Cllr Julian Barge, Mayor at the time of the April 2008 ground invasion, told BBC Points West that the bowls club “needed to get into the real world”. Two years on, the Council is now having to face up to the “real world” consequences of its decision, which in financial terms must already amount to something in the order of £20,000 (excluding legal expenses).
The possibility of forming a new bowling club in the town was first raised by Cllr Ben Walker at a Council meeting on 16th September 2009. That meeting was told that former Northavon President Jim Durlacher had expressed a interest in forming a new ‘Bradley Stoke Bowling Club’ to be based at Baileys Court.
The following morning, Cllr Walker and Mayor Mark Forsyth took part in a live interview from the Baileys Court ground on BBC Radio Bristol. Representatives from the would-be bowls club were, however, conspicuous by their absence, which rather reduced the impact of the broadcast.

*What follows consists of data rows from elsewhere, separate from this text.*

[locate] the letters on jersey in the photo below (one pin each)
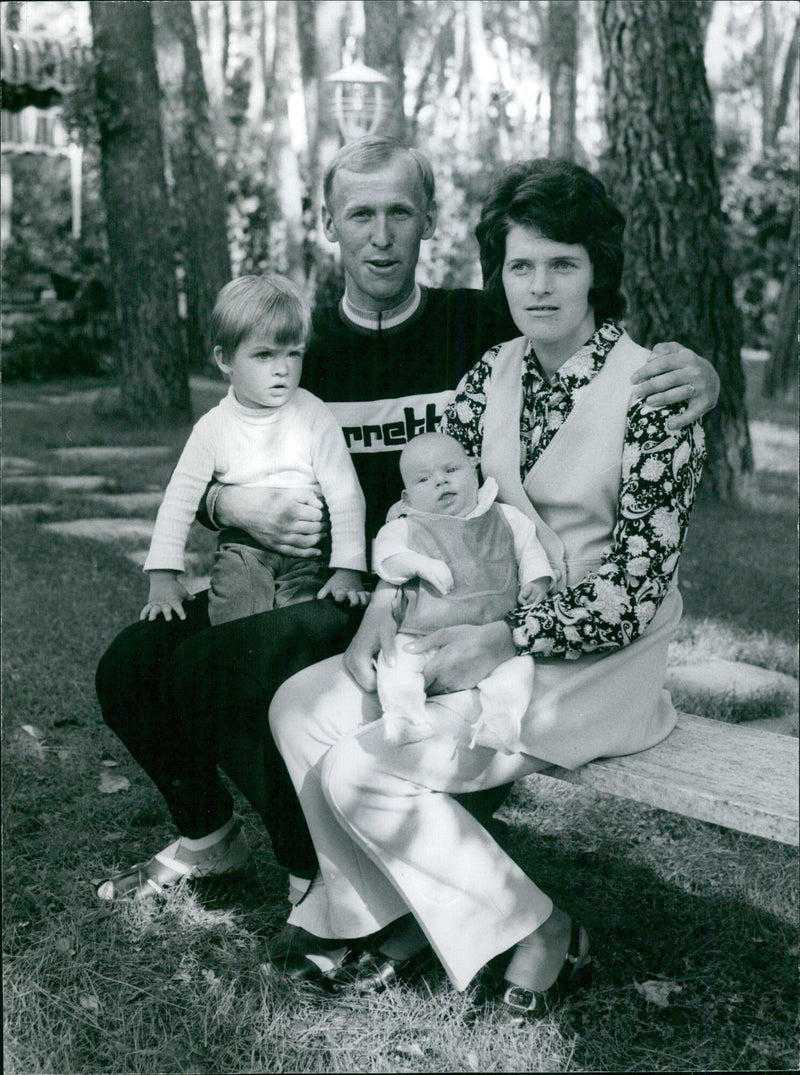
(375, 426)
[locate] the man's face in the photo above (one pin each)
(379, 219)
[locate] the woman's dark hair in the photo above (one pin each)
(567, 204)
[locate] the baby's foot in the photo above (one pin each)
(400, 728)
(500, 733)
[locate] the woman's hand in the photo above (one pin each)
(675, 374)
(375, 634)
(290, 521)
(460, 657)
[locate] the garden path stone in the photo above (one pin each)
(105, 530)
(128, 501)
(14, 464)
(15, 512)
(88, 396)
(787, 725)
(108, 453)
(720, 678)
(67, 483)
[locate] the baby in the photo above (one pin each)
(460, 558)
(267, 431)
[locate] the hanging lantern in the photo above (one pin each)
(360, 99)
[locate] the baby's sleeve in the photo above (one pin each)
(531, 559)
(390, 540)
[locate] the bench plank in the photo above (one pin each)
(733, 775)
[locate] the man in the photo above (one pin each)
(185, 698)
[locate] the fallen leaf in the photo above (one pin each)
(658, 992)
(38, 737)
(412, 1050)
(111, 784)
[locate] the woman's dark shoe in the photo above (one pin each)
(319, 968)
(373, 972)
(575, 973)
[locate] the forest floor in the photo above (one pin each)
(694, 927)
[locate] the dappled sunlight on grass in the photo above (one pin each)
(699, 640)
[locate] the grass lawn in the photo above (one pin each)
(694, 927)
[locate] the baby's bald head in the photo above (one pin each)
(439, 476)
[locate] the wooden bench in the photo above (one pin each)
(732, 775)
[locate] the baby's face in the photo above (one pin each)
(439, 476)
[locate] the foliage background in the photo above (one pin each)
(469, 109)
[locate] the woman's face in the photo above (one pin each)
(547, 288)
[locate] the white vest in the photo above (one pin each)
(598, 704)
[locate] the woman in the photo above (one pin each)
(611, 488)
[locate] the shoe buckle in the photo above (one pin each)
(519, 999)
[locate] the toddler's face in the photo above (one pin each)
(262, 372)
(439, 476)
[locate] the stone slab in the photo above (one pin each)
(66, 483)
(105, 530)
(111, 454)
(88, 396)
(734, 775)
(720, 678)
(15, 512)
(787, 725)
(129, 501)
(15, 464)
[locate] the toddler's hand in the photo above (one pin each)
(533, 591)
(167, 596)
(345, 585)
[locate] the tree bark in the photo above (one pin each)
(787, 81)
(768, 62)
(782, 371)
(562, 16)
(383, 51)
(661, 170)
(197, 188)
(287, 234)
(319, 37)
(154, 382)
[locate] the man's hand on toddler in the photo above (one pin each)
(167, 596)
(345, 585)
(534, 591)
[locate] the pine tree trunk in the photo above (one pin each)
(197, 189)
(661, 170)
(562, 70)
(383, 51)
(287, 235)
(154, 383)
(781, 372)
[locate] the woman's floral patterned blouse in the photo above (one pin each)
(611, 606)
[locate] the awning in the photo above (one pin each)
(38, 70)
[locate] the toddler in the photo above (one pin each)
(267, 431)
(460, 558)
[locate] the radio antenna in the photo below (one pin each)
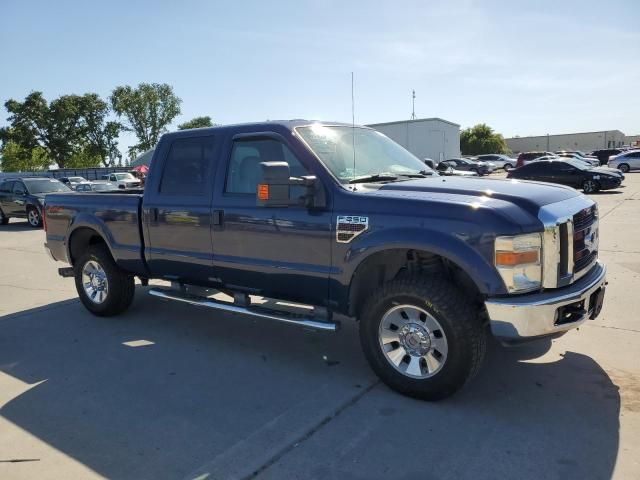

A press release put out the same day by BSTC quoted Mr Durlacher as saying he was confident of attracting 50 bowlers to the new club in time for the 2010 season.
The previous bowls club is thought to have had around a hundred members at the time of its demise, but the majority of those have now joined neighbouring clubs and many are likely to be reluctant to return to join a fledgling group in Bradley Stoke.
When The Journal spoke to Mr Durlacher last week, he seemed to have set his sights somewhat lower, saying that he hoped he could attract 30 members for the new club’s first season. His concept of a maximum £35 annual membership fee is also likely to be at odds with the Council’s expectations – at that rate the Council is only going to recoup one tenth of the annual £10,000 hole in its finances caused by the demise of the old club.
The inaugural meeting of the new bowling club takes place at the Baileys Court Activity Centre at 7:30pm on Wednesday (13th January). All those interested in bowling are invited to attend and training is promised for all new bowlers.